Here is a sweet find. On my investigation into "why play Swords and Wizardry?" (coming up) I found eight absolute gems of B/X pulp-comic gaming. These are each complete mini role playing games covering the topics of different pulp comics (which they pull public domain art from, which is cool).

I was looking for a B/X implementation of the classic Top Secret game, and I found Lies and Spies X! a cool retro-pulp spy game with an assortment of G-Men, spy, and other cool B/X style modern archetypes that go up to 6th level and play with a system that is B/X compatible (but more along the Swords and Wizardry style of theme).

After that I found Superheroes X! a cool low-powered early-pulp golden age superhero game that is compatible with all of the games in the X! lineup and gives you an interesting mix of characters, powers, and heroes. Wow. Cool stuff!

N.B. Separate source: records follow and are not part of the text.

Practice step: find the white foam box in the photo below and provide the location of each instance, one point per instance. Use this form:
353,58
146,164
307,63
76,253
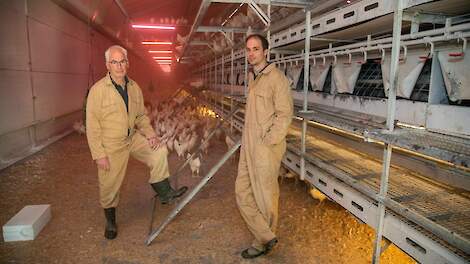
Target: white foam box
27,223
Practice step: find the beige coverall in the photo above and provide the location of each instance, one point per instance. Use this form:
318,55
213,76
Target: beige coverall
107,126
268,114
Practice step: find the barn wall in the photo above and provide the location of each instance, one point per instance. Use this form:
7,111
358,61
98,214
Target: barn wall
48,60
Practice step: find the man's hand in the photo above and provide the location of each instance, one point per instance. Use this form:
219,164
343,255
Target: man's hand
103,163
153,142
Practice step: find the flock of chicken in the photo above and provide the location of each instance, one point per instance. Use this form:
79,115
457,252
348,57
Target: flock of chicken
185,129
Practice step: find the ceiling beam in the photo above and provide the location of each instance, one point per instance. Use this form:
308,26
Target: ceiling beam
197,21
225,29
287,3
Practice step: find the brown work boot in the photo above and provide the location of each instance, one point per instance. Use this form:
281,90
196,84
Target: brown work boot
110,231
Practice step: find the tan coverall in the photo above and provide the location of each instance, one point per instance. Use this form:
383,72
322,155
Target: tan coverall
107,126
268,114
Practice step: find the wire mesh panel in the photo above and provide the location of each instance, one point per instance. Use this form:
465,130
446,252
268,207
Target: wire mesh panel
300,83
421,89
369,83
327,85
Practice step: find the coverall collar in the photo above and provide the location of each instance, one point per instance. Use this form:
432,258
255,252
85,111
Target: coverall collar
267,69
109,80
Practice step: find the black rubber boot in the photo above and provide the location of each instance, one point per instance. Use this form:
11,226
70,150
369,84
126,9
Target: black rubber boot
252,252
110,231
165,192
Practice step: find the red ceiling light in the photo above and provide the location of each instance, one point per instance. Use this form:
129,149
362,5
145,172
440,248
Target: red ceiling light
153,27
162,58
160,51
156,43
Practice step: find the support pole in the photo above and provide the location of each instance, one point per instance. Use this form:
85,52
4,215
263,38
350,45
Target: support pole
391,108
308,29
231,82
246,73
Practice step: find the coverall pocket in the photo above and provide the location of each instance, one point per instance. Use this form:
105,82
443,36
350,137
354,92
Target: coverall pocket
264,110
109,108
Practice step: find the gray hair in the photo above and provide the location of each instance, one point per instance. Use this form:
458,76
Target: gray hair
108,51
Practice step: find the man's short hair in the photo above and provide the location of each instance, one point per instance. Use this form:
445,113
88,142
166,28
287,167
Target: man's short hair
107,53
264,41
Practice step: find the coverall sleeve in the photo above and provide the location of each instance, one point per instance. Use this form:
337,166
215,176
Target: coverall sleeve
93,126
141,120
283,111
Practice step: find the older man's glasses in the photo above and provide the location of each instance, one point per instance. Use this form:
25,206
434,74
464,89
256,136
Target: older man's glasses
120,63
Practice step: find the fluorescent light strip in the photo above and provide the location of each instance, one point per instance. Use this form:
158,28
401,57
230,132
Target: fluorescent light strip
153,27
160,51
162,58
156,43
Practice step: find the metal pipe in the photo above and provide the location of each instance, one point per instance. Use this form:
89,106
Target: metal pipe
308,29
391,108
193,193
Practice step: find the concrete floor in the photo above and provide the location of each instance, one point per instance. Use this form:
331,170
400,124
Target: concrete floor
208,230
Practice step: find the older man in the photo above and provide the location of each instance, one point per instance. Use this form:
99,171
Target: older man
117,127
268,114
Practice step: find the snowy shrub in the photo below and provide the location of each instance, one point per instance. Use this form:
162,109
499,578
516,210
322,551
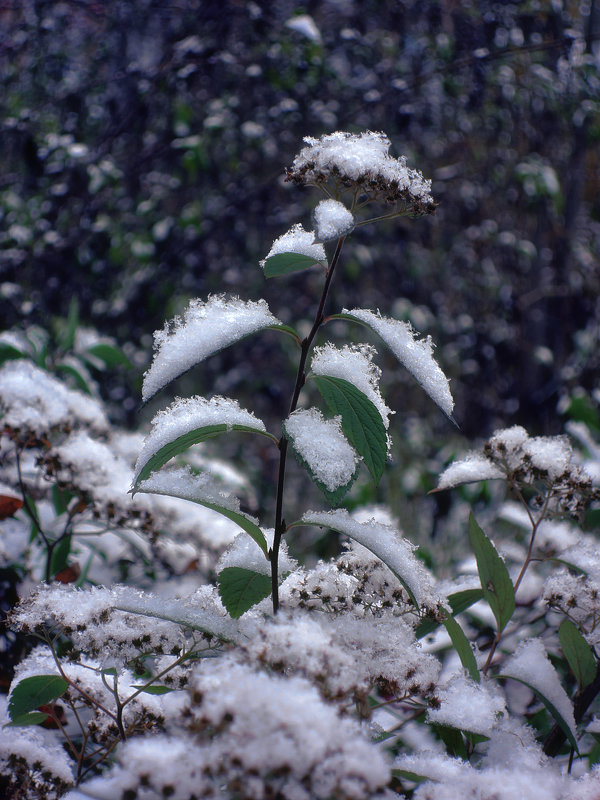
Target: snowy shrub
182,651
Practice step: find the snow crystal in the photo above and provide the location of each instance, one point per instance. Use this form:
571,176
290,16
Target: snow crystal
297,240
416,355
183,483
364,159
321,444
35,746
468,706
352,363
32,399
188,414
530,664
332,220
305,25
243,552
475,467
386,543
206,328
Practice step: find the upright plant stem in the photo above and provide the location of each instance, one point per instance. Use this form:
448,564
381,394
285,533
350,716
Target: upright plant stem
280,525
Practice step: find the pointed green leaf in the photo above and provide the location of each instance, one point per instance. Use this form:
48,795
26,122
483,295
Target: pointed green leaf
495,581
35,718
245,522
577,652
154,689
555,713
459,602
9,352
361,421
31,693
287,263
462,647
110,354
182,443
240,589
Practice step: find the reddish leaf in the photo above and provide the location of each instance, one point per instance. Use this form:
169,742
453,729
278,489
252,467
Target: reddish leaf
8,505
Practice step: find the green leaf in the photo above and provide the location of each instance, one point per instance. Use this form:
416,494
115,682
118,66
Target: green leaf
361,421
110,354
577,652
35,718
154,689
240,589
462,647
459,602
31,693
245,522
287,263
558,717
181,443
334,497
60,555
495,581
8,352
80,379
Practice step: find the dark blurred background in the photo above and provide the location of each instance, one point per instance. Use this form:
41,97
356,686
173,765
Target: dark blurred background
142,154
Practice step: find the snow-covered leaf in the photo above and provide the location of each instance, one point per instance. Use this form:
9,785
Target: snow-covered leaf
530,666
204,329
240,589
416,355
462,646
495,581
361,420
577,652
387,544
33,692
190,421
323,450
204,490
287,263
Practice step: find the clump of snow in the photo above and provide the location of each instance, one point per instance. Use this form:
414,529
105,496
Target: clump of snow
468,706
475,467
363,160
31,756
332,220
243,552
531,665
297,240
416,355
206,328
321,444
188,414
304,24
387,544
352,363
183,483
33,400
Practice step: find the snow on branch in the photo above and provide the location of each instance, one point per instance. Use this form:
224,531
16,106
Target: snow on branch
206,328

But it doesn't end there. We have retro Buck Rogers, Red Planet, and Flash Gordon style games with Jarkoon - Adventures on Planet X! and Space Adventures X! two genres I really love. You have all sorts of cool scientists, astronauts, space adventurers, diplomats, and other sci-fi B/X goodness in these books. Oh, and they are compatible with the other books in the X! lines as well.


Want pirates and cowboys? We got those too with The Eerie West X! and Screaming Seas X! with a pair of strongly themed games set in those periods too. I am sure the western game could be a cool "out west" supplement for the other modern games like spies or superheroes, since those comics assumed the Wild West kept going up until about 1970. And again, all compatible with each other.

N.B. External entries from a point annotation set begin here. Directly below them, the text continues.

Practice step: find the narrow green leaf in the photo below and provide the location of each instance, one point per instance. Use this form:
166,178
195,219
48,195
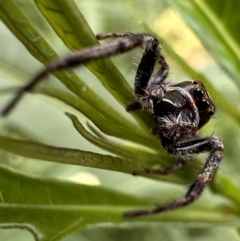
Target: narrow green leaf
218,31
67,156
41,50
60,208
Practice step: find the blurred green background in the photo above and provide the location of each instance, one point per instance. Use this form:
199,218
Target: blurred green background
42,119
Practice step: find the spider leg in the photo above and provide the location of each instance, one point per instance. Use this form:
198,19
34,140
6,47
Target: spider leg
212,144
144,81
125,43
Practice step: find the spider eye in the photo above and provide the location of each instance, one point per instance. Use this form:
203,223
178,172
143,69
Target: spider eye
204,104
199,93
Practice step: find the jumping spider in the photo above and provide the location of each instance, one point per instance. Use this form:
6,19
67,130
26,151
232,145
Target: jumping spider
179,110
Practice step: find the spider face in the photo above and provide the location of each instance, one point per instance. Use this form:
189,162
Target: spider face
201,98
179,110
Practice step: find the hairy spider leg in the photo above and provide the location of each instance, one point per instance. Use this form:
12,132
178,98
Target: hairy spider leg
213,145
127,42
143,79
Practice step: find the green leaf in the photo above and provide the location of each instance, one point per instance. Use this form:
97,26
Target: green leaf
60,208
217,25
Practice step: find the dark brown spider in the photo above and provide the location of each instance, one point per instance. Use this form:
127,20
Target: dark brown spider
179,110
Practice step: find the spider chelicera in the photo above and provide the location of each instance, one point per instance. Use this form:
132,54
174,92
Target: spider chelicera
179,110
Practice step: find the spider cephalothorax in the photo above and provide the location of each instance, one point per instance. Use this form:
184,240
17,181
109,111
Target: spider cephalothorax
179,110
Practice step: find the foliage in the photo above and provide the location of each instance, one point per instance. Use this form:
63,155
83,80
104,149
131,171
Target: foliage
104,136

Let's round out the collection with Terror Tales X! and Uncanny War Stories X! two more genre specific games of terror and two-fisted paranormal WW2 battle stories. If you ever wanted to run a quick game from stories ripped out of 1960's horror comics these would be my go-to games. Again, these are all compatible with the others in this set, and you can also just pull in your Swords and Wizardry or B/X content as you see fit.


Barebones but Cool

The presentation on all of these is very bare bones, the games run about 20 pages and they look more like nicely formatted MS Word documents than they do professionally laid out publications. There isn't too much in the way of fluff either, these get right down to the basics and stay there. But in that lies their charm, they are someone's homebrew notes for running cool and fun variant pulp-comic book games with the B/X rules across a wide variety of subject matter and they are all interchangeable for a whacky and zany "World of X!" style experience in the Swords and Wizardry style of universe.

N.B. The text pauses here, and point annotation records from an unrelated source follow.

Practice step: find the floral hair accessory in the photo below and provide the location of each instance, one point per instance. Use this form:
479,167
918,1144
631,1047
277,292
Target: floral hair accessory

I can see how some might be turned off by the presentation, but I see it as a cool throwback to the days of dot-matrix printed rules and shared content among gamers of house rules and homebrews. Would I want these someday to be redone and professionally presented? Of course, but without exposure that is never gonna happen. These remind me of the systems that were on sale in the classified ads of the old Dragon Magazine in the back, quirky, small press, and labors of love.


More?

I do want to see more of these. Savage jungle style adventures. Ones where you play as vampires, mummies, Frankensteins, or werewolves. 1950's monster movies where you battle blobs and giant insects. Time travel. Samurais and ninjas.

I would also like to see the Uncanny War Stories one cover a wider range of content, from WW2 through Korea, to Vietnam (the cover image), and an option to remove the magic elements, but I could house rule that just as easy.


Starting Points

They are also infinitely expandable with your own house rules, gear, classes, monsters, and spin on things. Run a battle between a World War II squad and a red dragon. Have space explorers crash land on cowboy world. Run a superheroes versus pirates game. Pull the demons in from Swords and Wizardry and have them fight paranormal investigators - or G-Men. Or pirates.

Oh, and the PDFs are only a couple bucks each, less than a cup of coffee. What is not to love?

B/X is a wonderful world to explore, find gems in, and play in. The ultimate generic system is B/X, and you can find games that go off in so many creative and cool directions with a little digging and the desire to try something new and cool.